К Михайлу подполз Тимошин. Михайло удивился: какими судьбами? Тимошин задрал тельняшку выше лопаток, показал спину. Поперек смугловатой спины бугрилась лилово-темная полоса — след удара. Говорит, его стукнуло так, что свалился за корму.
А как же ранило Михайла? Он стоял к взрыву лицом, почему же удар пришелся в затылок? Может, в ту минуту оглянулся? Может, осколок срикошетил?..

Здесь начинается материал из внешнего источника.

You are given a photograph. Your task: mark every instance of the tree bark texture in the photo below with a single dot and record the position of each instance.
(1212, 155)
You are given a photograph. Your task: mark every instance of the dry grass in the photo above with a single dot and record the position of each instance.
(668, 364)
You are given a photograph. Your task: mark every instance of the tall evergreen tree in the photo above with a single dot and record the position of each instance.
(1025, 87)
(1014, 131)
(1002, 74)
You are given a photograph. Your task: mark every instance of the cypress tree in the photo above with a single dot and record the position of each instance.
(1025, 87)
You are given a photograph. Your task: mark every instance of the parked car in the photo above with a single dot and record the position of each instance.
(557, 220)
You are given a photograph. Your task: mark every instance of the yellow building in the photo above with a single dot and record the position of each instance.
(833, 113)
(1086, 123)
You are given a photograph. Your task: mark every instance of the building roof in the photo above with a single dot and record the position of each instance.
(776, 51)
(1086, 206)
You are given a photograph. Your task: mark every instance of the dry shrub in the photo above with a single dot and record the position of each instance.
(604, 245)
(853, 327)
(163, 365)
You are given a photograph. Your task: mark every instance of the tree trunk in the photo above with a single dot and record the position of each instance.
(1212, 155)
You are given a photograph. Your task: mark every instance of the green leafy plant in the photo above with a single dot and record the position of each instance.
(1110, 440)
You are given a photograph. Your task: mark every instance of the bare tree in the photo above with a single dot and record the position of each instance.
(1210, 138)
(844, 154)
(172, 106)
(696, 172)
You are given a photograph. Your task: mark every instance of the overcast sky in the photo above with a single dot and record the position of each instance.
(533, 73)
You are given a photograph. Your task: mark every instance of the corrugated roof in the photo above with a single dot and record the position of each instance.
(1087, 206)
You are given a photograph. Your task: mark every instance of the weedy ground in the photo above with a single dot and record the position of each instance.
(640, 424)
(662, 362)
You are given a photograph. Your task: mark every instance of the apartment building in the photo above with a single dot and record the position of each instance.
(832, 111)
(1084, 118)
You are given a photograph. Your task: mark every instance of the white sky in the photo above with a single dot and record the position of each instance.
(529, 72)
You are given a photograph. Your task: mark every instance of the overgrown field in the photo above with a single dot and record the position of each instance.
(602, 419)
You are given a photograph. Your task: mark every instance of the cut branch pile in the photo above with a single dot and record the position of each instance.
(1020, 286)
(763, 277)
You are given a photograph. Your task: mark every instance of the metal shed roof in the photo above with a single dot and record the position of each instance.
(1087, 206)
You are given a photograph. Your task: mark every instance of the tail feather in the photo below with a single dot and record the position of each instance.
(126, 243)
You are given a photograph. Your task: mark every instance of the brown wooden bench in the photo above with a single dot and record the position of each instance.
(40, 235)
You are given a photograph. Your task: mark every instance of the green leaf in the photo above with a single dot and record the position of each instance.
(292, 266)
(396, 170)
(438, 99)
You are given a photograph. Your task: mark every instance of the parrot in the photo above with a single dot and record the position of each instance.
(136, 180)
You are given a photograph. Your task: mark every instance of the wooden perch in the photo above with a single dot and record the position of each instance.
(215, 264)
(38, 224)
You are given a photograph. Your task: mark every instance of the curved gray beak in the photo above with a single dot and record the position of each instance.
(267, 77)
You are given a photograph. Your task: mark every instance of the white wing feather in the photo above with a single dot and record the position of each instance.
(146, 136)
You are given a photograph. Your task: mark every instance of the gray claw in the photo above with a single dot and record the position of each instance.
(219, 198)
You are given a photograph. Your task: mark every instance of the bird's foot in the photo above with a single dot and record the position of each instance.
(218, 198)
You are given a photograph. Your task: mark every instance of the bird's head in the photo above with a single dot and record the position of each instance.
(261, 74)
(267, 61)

Михайло почувствовал: что-то пушистое трется о его руку. Да это же он, дымчатый кот-сибиряк, любимец комиссара Гусельникова! «Как же ты выбрался из такой кутерьмы, как спасся, любый?» Михайло запустил пальцы обеих рук в глубокую шерсть, прижал кота к груди, как это делал комиссар. Теплый комочек замурлыкал славно, по-домашнему — можно задохнуться от нахлынувшего чувства!
Кто еще уцелел?
Тимошин видел троих матросов и командира БЧ-5. Больше никого.
На залив легли сумерки. Работяга-винт гнал по телу суденышка постоянную дрожь. Впереди ночь. Какой она выдастся? Дойдем ли?..
В памяти всплыло такое.
...Большое, уставшее за день солнце присело на самом краю мелового кряжа. Посидело немного и скатилось за кряж. На долину упала синяя тень. Над рекой повис белесый туманец. Уморенные кони пахли потом, лениво пофыркивали, позвякивали удилами.
Отец и мать сидели лицом к закату, упираясь ногами в передок тряской брички. Мать молчала, а отец то и дело почмокивал, подергивал легонько вожжи, понукал ласково:
— Но-о-о, пошли, детки!..
Жеребенок постепенно отставал от брички. Вот он почти скрылся из виду. Степь завечерела. Вдруг кобылица встревоженно подняла голову, призывно заржала. Ей издалека ответил тоненький-тоненький, почти детский голосок жеребенка. Послышался дробный стук копытец. И вот запыхавшийся высоконогий малец со светлой звездочкой на лбу, вздрагивая всей кожей, трется у тела матери.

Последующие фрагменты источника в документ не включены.